著作物って何?

芳文社の著作権の主張を考察する - プログラマーの脳みそのブクマコメントで

権利主張の文章は創作性が無いので著作物ではありません(権利の内容をありふれた文章で列挙しただけなので)

とコメントを貰ったのでちょっと考え込んでいた。

著作物の定義

著作物とは、日本の著作権法の定義によれば、「思想又は感情を創作的に表現したものであって、文芸、学術、美術又は音楽の範囲に属するもの」(2条1項1号)である。要件を分解すれば、次の通りである。

1. 「思想又は感情」
2. 「創作的」
3. 「表現したもの」
4. 「文芸、学術、美術又は音楽の範囲に属するもの」

著作物 - Wikipedia

この「著作物」の定義からすれば、権利主張の文章というのは4.の「文芸、学術、美術又は音楽の範囲に属するもの」を満たさないがゆえに著作物ではない、となるのかもしれない。

判例は簡単に探してみたが、ちょうどよいものが見つからなかった。

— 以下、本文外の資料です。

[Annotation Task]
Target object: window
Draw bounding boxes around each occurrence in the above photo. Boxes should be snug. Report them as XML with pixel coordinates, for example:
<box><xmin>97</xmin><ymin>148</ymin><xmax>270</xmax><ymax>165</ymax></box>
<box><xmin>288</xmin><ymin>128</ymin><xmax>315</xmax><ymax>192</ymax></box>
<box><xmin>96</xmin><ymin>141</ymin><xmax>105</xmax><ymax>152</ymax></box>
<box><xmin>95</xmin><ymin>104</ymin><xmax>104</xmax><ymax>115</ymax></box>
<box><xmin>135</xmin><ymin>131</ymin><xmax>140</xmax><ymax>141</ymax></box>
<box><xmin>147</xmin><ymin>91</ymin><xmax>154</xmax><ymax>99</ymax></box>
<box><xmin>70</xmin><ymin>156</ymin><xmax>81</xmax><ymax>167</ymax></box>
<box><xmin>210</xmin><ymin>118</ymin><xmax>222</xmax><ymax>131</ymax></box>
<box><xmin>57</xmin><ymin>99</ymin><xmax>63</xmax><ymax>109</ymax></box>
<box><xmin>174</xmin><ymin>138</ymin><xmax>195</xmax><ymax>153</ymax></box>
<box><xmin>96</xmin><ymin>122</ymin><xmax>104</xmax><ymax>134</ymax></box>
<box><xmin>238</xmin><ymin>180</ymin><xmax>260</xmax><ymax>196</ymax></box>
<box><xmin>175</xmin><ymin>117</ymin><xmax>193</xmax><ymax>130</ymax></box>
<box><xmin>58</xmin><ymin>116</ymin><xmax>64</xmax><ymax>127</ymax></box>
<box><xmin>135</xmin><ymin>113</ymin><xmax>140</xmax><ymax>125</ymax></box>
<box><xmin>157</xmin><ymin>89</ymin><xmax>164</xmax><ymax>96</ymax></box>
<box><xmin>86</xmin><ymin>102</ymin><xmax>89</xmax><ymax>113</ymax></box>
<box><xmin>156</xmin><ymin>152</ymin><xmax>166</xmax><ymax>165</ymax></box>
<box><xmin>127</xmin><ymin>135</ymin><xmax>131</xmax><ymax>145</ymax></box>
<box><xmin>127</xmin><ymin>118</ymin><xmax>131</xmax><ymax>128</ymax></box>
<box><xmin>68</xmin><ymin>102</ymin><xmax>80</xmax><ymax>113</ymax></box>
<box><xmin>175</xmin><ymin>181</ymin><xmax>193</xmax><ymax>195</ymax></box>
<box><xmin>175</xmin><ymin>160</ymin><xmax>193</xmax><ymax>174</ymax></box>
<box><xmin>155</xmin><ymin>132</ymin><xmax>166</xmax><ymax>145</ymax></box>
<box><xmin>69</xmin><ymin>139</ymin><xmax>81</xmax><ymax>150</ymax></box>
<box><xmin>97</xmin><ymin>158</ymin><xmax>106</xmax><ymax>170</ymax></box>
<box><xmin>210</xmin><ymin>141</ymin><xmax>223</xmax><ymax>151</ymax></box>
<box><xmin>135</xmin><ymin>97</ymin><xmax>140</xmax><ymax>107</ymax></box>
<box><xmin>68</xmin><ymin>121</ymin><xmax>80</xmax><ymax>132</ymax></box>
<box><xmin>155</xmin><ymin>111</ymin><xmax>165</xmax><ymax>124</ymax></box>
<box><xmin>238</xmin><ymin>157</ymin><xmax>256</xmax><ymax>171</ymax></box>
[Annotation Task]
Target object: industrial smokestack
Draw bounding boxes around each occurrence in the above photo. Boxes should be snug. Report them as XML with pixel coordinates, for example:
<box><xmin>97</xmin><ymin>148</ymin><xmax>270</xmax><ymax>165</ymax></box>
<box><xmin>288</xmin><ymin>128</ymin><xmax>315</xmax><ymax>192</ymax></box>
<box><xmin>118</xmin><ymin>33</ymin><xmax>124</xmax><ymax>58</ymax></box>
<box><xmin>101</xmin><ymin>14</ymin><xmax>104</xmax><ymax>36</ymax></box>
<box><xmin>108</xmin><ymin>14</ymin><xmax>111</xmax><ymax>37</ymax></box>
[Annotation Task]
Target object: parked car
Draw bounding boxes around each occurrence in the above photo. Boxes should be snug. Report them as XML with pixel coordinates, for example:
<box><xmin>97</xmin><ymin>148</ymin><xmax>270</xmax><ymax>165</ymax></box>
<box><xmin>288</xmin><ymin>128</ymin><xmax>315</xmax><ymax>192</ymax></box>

というか、キーワード的に検索しにくい…。

契約条項などの条文は「創作性が無い」のか?

契約条項に創造性がないなどと言うと、条文作成に苦慮している法務部の人とかの怒りを買うことだろう。

現行法などの枠組みを考慮し、問題がおこらないように、また、想定される事項に対してどのように条文を適用して対抗するか、ということを考慮し、契約条項は作られる。

これは、法に基づいたプログラミングに近い。

契約には多分に契約者の思想が盛り込まれる。その工夫が「権利の内容をありふれた文章で列挙しただけ」と言えるかどうか。いや、確かに「権利の内容」について、どういった表現を用いるかという点では、独創性があるとは言えないかもしれない。問題は「権利の内容」の方である。こちらが工夫なのだ。

ともすれば、電子音によって作られた音楽は、「旋律をありふれた音源で再生しただけ」なので「独創性がない」ということになりかねない。おかしいのは「音源がありふれている」ことをもって独創性がないと言っていることである。話題にしているのは旋律のほうだ。

線引きの曖昧さ

著作権法10条ではこういったものが著作物の例だよ、という例示がある。「例示されたものに限る」ではなく「たとえばこういったものがそうだ」というものだから、ここに上がっていないものは裁判で争ってみて判例でも作らないことには「著作物かどうかわからない」というケースが多いだろう。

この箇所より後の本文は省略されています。